Concerto intenso, realizzato in una location che ha restituito il senso intimo del progetto costruito da Maroccolo. “Ho atteso, ho aspettato, non ho mai avuto fretta” racconta, “e ora ho avuto il tempo per mettere in scena un concerto proprio come volevo io”. Suono e ascolto, i pilastri del fare arte e del fare musica di Gianni Maroccolo. Artigianato di alto livello. Parlare di artigianato, in Italia, è sempre complicato, soprattutto quando lo si riferisce all’arte. In parte è un modo per elogiare il lavoro “non commerciale” di molti artisti, dall’altro lato sembra di affermare una povertà di mezzi che, di fatto, fa di necessità virtù. Non è il caso di Maroccolo.
[[(gele.Finegil.Image2014v1) Maroccolo con Ivana Gatti]]
Qui la musica è di casa, e la scelta di percorrere altre vie da quelle commerciali è stata una decisione consapevole per prediligere la musica suonata e da ascolto, contro invece una musica di consumo (ricordo che gli anni dei CSI tributano un successo al di del semplice club underground, ma fu lo stesso per i Litfiba fino all’album “3”). Lo si vede guardando il concerto, lo si percepisce osservando l’intensità dei musicisti, curvi sui loro strumenti, assorti nei loro suoni, catturati dalle loro trame. Due ore che volano, ma non perché sono leggere, ma perché lasciano il segno di un ascolto non banale, e non solo per i testi. Le trame sonore, la ricerca ritmica, i suoni modulati, creati e rimaneggiati sono la matrice di un fare musica che è di lato livello e non cifra di una virtù che deriva dalla mancanza di mezzi.

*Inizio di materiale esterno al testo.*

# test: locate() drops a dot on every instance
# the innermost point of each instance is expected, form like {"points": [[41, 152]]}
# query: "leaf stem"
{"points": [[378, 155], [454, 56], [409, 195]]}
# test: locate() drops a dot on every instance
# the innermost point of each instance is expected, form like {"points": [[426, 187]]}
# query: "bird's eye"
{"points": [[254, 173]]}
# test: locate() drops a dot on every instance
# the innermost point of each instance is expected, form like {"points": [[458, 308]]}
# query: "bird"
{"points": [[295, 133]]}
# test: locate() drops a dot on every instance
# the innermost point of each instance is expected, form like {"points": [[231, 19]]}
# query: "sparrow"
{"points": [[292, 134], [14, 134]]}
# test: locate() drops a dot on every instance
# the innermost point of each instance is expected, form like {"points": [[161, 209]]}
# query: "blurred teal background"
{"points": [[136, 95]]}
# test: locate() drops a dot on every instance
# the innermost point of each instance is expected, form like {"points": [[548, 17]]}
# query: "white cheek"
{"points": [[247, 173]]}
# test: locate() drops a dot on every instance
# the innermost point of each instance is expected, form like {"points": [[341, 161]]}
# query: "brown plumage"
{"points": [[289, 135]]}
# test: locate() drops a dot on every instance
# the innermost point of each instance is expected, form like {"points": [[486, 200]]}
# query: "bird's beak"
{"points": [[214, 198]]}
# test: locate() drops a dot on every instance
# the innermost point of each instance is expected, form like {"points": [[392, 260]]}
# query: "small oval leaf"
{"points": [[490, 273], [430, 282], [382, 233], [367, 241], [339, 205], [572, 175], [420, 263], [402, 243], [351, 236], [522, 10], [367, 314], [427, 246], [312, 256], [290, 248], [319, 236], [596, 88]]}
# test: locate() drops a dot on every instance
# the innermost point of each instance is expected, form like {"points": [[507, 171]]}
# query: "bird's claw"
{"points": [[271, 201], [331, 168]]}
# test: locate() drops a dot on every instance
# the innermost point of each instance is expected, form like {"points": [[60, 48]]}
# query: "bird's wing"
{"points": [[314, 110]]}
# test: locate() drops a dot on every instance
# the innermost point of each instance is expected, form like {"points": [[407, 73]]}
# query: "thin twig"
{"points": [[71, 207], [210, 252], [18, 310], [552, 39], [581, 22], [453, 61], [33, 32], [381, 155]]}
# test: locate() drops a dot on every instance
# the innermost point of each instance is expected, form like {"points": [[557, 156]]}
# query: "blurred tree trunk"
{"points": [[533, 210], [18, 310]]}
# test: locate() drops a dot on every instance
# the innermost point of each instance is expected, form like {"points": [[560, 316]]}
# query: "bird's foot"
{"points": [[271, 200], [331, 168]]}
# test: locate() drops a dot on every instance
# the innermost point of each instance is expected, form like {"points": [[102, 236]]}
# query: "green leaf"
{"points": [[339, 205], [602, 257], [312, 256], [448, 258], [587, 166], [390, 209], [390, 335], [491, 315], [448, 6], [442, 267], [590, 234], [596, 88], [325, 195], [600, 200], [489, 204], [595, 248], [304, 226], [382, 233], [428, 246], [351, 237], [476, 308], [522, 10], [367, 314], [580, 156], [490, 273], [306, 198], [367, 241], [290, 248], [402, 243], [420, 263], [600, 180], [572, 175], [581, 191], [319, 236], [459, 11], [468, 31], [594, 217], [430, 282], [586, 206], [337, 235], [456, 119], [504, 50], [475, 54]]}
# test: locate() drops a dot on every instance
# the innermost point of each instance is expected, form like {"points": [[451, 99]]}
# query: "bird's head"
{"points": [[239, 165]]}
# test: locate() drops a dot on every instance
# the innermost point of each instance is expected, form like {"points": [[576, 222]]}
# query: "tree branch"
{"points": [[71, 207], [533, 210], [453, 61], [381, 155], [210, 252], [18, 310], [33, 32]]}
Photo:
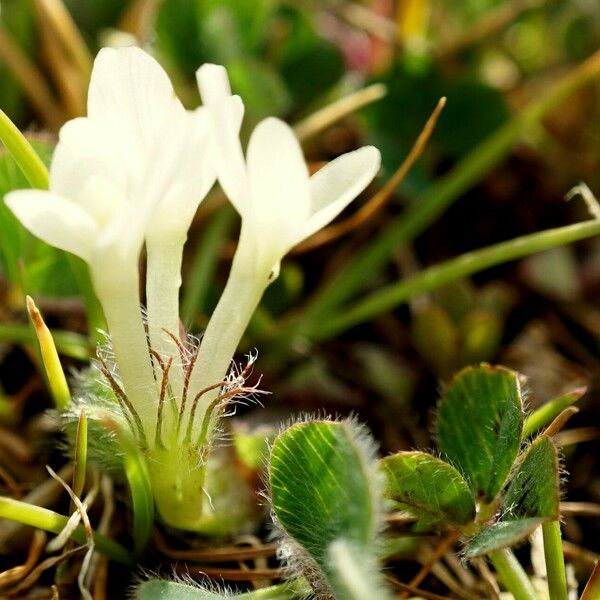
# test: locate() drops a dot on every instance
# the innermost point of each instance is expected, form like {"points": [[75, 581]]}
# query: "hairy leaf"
{"points": [[326, 495], [534, 488], [479, 426], [500, 535], [428, 487]]}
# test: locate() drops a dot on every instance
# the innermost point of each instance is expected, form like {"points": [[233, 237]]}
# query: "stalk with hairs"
{"points": [[132, 174]]}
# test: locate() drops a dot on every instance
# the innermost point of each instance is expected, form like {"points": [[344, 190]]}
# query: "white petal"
{"points": [[195, 175], [86, 149], [213, 83], [131, 93], [334, 186], [279, 181], [57, 221], [227, 113]]}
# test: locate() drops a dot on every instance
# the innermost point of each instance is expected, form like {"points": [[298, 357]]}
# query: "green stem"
{"points": [[117, 287], [433, 277], [163, 280], [48, 520], [204, 264], [25, 156], [512, 575], [425, 210], [555, 562], [67, 343]]}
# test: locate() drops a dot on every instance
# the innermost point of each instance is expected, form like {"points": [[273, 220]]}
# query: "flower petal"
{"points": [[131, 93], [227, 113], [86, 149], [194, 177], [279, 180], [56, 220], [334, 186]]}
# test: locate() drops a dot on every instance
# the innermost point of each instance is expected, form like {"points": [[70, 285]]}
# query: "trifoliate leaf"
{"points": [[325, 493], [428, 487], [500, 535], [534, 488]]}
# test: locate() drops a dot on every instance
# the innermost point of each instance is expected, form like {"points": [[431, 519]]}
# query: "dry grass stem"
{"points": [[374, 205]]}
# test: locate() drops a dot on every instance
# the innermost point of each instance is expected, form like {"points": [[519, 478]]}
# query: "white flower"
{"points": [[134, 169], [136, 166], [280, 204]]}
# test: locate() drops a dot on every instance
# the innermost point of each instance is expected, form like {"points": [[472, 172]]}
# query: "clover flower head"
{"points": [[280, 204], [133, 172]]}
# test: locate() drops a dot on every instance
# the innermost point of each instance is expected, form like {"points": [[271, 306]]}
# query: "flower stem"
{"points": [[351, 278], [229, 320], [48, 520], [555, 562], [163, 280], [512, 575]]}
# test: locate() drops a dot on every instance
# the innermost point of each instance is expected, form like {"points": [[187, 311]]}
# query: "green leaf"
{"points": [[479, 425], [48, 520], [532, 498], [534, 488], [429, 488], [500, 535], [25, 156], [161, 589], [547, 412], [262, 88], [325, 495]]}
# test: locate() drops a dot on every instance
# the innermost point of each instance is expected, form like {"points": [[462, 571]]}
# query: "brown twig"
{"points": [[212, 555], [333, 112], [560, 421], [32, 81], [12, 576], [582, 509], [380, 199], [489, 25], [229, 574], [138, 18], [442, 548]]}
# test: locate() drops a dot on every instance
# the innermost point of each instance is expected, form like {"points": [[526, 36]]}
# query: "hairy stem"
{"points": [[433, 277], [512, 575], [120, 299], [229, 320]]}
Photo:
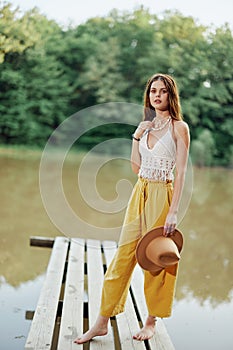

Maroccolo porta in giro per l’Italia quello che ha sempre fatto: la musica, suonata per davvero, e suonata dal vivo, con anima e corpo. Lo si vede nelle espressioni del volto, nel suo modo di abbracciare il basso (il suo basso, l’unico che lo segue sul palco, e che si vede, dai segni del tempo, che è al suo fianco da molto…), nell’onestà con cui parla al suo pubblico, senza cercare di lanciar messaggi, senza voler dire altro da ciò che comunica la sua musica. Maroccolo e i suoi musicisti confezionano un concerto in cui ascoltare è decisivo come gesto di resistenza a spettacoli di mero consumo. Questa musica, queste emozioni, questa intensità, non si disperdono all’uscita. Restano dentro. Scavano. Sono emozioni nate da incontri reali che la musica ha saputo trasformare in suono. Il suono, eseguito in questo show, restituisce la potenza di questi incontri. Il miracolo avviene. Qui si ascolta musica e si assiste all’accadere di un atto artistico: semplici note, ben eseguite, prendono vita e diventano pura emozione. Maroccolo saluta, ma ciò che ha messo in scena viene via con noi, e se ne va anche con lui. “Non è facile suonare questa musica, ci sono emozioni forti in gioco, credetemi”. Non è un atto di fede, ma è ciò che davvero accade in queste due ore.